Through the open office door, Forsyth watched Nate work on the cable covering the last developmental lunch with Egorova. Nash was pushing the development now, but skeptically. It was slow going with the Russian, and Nate’s confidence was still shaky. He was desperate to log a success, but banging your head against the wall took its toll. Inevitably, the stakes were getting higher. With every contact with Egorova, Forsyth knew that Headquarters would push harder, offer outside assessment, begin asking for ops tests. If Nate brought her to recruitment, they’d insist on interviews and a polygraph. The most recent Headquarters response to Nate’s contact reports was, as Gable said, “already a fucking harbinger of things to come in the future.”
1. With receipt of this cable please confine reporting on this case to restricted handling channels. Subject ref has been encrypted GTDIVA. Please establish Station BIGOT list and relay to Hqs.

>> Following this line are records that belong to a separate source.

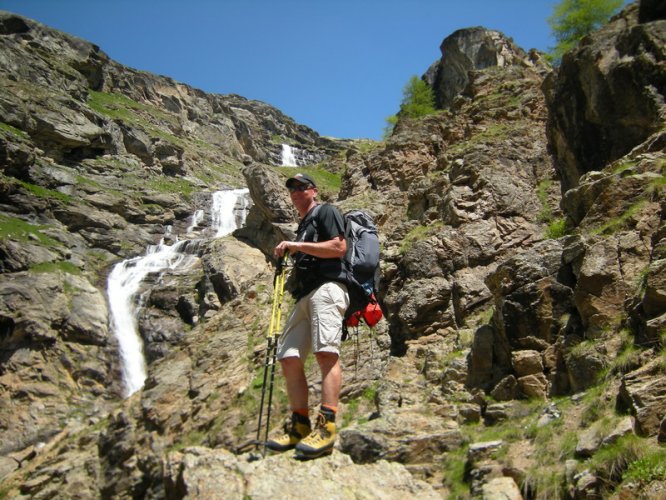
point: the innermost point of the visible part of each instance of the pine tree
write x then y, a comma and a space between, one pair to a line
418, 100
573, 19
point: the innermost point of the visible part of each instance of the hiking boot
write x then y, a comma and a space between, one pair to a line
294, 431
320, 441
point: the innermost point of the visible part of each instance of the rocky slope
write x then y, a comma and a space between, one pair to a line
522, 278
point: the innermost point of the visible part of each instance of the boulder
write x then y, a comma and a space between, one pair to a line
206, 473
643, 393
622, 64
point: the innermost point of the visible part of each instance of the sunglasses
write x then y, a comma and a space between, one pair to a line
302, 187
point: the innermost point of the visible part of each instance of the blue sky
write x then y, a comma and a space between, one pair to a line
338, 67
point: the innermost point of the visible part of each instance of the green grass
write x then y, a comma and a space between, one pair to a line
21, 231
453, 466
5, 127
546, 213
41, 192
120, 107
54, 267
619, 223
171, 185
649, 467
418, 233
556, 229
328, 183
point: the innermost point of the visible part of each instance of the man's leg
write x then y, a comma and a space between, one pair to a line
331, 378
297, 384
294, 344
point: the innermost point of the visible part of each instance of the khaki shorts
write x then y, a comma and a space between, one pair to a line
315, 324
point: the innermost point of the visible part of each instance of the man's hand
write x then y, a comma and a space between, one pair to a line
331, 249
282, 247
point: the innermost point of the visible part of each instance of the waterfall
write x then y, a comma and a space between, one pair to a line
288, 158
126, 277
224, 218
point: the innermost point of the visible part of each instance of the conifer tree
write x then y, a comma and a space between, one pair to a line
418, 100
573, 19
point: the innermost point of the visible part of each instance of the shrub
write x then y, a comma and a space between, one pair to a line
573, 19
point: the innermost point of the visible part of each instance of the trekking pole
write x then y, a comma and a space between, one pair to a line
271, 348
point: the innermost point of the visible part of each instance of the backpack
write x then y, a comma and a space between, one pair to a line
362, 266
360, 270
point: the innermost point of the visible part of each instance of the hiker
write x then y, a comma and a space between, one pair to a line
316, 321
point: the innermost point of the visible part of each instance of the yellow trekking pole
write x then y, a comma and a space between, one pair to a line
271, 349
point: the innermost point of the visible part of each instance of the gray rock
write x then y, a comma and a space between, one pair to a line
199, 473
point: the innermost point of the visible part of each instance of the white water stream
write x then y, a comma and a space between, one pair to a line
288, 158
126, 277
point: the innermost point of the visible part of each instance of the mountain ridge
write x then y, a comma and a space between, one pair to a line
523, 290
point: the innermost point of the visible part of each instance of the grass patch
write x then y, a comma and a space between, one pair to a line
120, 107
546, 213
453, 467
619, 223
21, 231
328, 183
41, 192
55, 267
171, 185
556, 229
649, 467
418, 233
611, 461
6, 128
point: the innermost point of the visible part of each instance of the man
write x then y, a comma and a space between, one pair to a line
315, 325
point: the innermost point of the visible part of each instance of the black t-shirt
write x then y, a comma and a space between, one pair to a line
321, 223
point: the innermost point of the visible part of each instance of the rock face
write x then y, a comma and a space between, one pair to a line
522, 283
472, 49
608, 95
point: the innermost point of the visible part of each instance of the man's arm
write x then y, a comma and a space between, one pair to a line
330, 249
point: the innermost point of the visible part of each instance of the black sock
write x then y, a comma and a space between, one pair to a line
328, 413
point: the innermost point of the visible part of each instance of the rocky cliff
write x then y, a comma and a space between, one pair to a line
522, 279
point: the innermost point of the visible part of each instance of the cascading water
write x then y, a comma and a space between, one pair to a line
126, 277
223, 214
288, 158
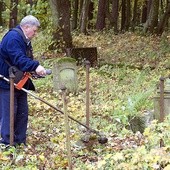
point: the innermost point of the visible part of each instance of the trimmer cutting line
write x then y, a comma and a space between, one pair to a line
101, 139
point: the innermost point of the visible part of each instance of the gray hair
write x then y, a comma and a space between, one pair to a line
30, 20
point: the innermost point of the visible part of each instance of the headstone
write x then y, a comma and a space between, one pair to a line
166, 101
65, 73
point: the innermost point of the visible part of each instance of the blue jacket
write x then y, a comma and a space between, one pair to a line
13, 48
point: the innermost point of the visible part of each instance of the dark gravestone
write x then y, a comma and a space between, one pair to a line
82, 54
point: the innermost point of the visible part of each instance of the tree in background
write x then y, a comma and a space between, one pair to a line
61, 24
152, 20
13, 13
101, 15
84, 16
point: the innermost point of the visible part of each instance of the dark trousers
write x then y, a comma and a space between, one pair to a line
20, 116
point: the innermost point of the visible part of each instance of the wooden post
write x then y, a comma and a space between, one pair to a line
67, 128
161, 102
87, 94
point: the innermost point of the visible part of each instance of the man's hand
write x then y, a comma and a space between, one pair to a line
40, 70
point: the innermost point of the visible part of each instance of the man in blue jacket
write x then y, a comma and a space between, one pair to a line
16, 50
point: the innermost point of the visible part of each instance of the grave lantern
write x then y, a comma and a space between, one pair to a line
162, 100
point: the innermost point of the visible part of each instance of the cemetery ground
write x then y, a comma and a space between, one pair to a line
122, 90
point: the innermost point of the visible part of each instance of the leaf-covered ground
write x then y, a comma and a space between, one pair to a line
122, 87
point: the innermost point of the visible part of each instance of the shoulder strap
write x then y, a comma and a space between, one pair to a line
22, 34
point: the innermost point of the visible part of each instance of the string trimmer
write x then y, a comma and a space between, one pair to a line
101, 138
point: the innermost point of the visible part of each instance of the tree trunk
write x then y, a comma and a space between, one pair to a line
164, 19
61, 24
75, 14
128, 14
144, 12
13, 13
100, 23
123, 17
115, 14
134, 20
90, 14
84, 16
152, 21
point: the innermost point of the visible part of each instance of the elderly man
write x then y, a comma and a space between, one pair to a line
16, 50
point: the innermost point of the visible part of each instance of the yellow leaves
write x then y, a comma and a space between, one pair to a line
3, 157
42, 157
167, 167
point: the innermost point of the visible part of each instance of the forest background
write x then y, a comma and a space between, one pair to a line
132, 40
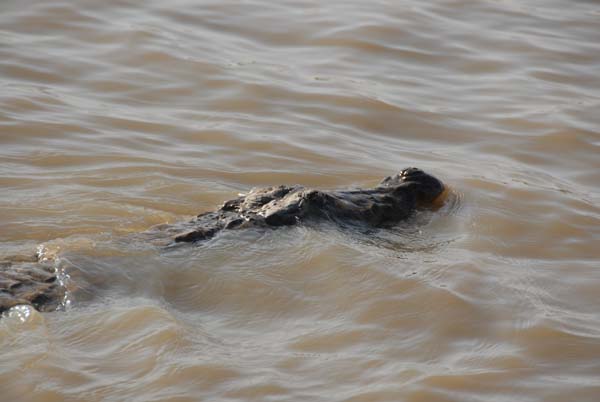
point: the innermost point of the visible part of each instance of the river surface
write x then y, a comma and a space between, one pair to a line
119, 115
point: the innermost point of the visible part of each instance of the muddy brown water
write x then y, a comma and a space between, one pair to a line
119, 115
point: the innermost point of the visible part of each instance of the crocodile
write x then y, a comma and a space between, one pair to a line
391, 201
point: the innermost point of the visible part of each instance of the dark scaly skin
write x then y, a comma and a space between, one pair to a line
31, 283
393, 200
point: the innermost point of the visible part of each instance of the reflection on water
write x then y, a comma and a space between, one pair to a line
118, 116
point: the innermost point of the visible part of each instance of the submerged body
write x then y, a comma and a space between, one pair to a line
394, 199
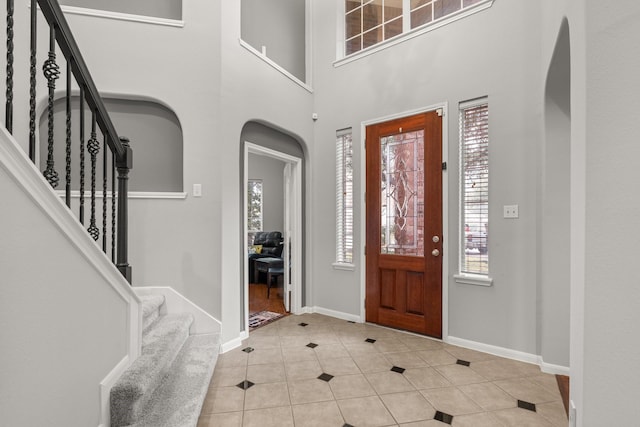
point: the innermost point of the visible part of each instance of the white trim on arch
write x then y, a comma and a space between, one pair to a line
443, 106
296, 225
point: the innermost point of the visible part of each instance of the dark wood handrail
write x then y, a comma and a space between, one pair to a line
67, 44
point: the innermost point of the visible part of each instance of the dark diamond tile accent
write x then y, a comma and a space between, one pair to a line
463, 362
245, 385
325, 377
526, 405
397, 369
443, 417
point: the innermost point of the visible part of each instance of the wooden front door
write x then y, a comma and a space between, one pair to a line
404, 223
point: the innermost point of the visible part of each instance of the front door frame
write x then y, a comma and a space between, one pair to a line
445, 207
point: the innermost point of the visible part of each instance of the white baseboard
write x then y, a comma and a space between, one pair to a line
549, 368
337, 314
234, 343
507, 353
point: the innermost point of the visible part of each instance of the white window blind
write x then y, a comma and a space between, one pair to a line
254, 205
474, 187
344, 197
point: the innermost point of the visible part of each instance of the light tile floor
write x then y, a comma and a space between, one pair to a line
430, 385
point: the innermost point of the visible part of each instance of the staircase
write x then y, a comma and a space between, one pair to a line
167, 384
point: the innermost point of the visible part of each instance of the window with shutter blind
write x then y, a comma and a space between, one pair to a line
370, 22
344, 197
474, 187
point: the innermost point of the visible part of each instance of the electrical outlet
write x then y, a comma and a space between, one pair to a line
197, 190
511, 211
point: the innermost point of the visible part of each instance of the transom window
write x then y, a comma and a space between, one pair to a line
369, 22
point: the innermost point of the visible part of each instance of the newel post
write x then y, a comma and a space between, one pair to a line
124, 164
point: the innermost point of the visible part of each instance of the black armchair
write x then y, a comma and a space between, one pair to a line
272, 246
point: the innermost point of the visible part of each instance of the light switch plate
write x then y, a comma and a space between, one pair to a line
511, 211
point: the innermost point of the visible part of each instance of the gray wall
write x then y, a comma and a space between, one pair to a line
611, 153
170, 9
554, 209
63, 326
155, 135
270, 171
418, 73
279, 25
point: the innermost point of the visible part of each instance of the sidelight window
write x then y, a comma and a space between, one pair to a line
344, 197
474, 188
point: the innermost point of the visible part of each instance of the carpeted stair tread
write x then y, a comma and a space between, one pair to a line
160, 346
177, 402
150, 309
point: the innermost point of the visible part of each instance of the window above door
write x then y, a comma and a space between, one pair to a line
372, 25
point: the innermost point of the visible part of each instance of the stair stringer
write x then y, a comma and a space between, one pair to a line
176, 303
28, 178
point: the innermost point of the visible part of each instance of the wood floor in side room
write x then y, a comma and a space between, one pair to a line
258, 300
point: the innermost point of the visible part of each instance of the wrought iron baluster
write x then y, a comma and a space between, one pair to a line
52, 73
68, 165
104, 195
32, 82
81, 213
93, 146
9, 100
113, 208
123, 166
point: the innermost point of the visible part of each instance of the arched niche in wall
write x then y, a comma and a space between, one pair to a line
168, 9
153, 129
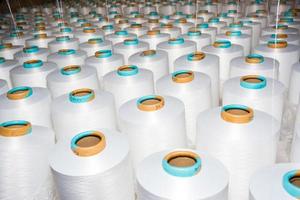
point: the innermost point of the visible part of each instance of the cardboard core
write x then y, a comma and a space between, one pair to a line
183, 77
295, 180
151, 103
88, 143
21, 93
13, 129
237, 114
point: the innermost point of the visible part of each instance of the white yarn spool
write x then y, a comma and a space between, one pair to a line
94, 45
80, 110
236, 37
155, 61
26, 103
184, 25
88, 33
205, 63
31, 53
194, 90
257, 92
128, 82
153, 123
3, 86
63, 42
69, 78
226, 52
175, 48
137, 29
5, 67
154, 37
25, 169
254, 64
66, 57
119, 36
215, 22
290, 38
17, 38
276, 182
256, 30
206, 29
280, 28
7, 50
182, 168
294, 87
286, 54
236, 135
32, 73
73, 166
173, 31
130, 47
201, 39
40, 40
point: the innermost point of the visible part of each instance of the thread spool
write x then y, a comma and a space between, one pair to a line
254, 64
154, 37
94, 45
247, 131
80, 110
226, 52
151, 112
40, 40
282, 178
120, 36
179, 167
32, 73
191, 88
257, 92
109, 149
63, 42
25, 103
31, 53
201, 39
88, 33
176, 47
290, 38
155, 61
173, 31
130, 47
5, 67
69, 78
28, 147
66, 57
285, 54
128, 82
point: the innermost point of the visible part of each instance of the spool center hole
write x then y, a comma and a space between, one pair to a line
182, 161
88, 141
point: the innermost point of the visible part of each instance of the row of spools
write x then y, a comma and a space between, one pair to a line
121, 100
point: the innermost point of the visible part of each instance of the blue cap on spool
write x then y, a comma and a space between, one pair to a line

2. Headquarters continues to applaud Station and case officer’s diligence in developmental effort against DIVA. We find especially significant DIVA’s continued willingness to meet with c/o (certainly unauthorized) and to discuss personal thoughts. Urge c/o to continue to probe for professional details and determine extent subj will respond. Officer’s elicitation efforts have paid off to date. Look forward to future progress. Kudos.
3. In light ref developments, solicit updated Station ops plan and ops tests contemplated for future DIVA contact. Please advise next scheduled meeting and security measures planned. Hqs standing by to consult on possible next steps.
Forsyth knew the signs. The last line presaged interference from Headquarters if the case really started taking off. The buzzards would be circling, but a stampede of visitors wouldn’t start until the weather turned warmer, thought Forsyth. He called Nate into his office at the end of the day. “Have a seat, Nate. Your last cables on DIVA were really first-rate, objective, with good case-officer assessment,” said Forsyth.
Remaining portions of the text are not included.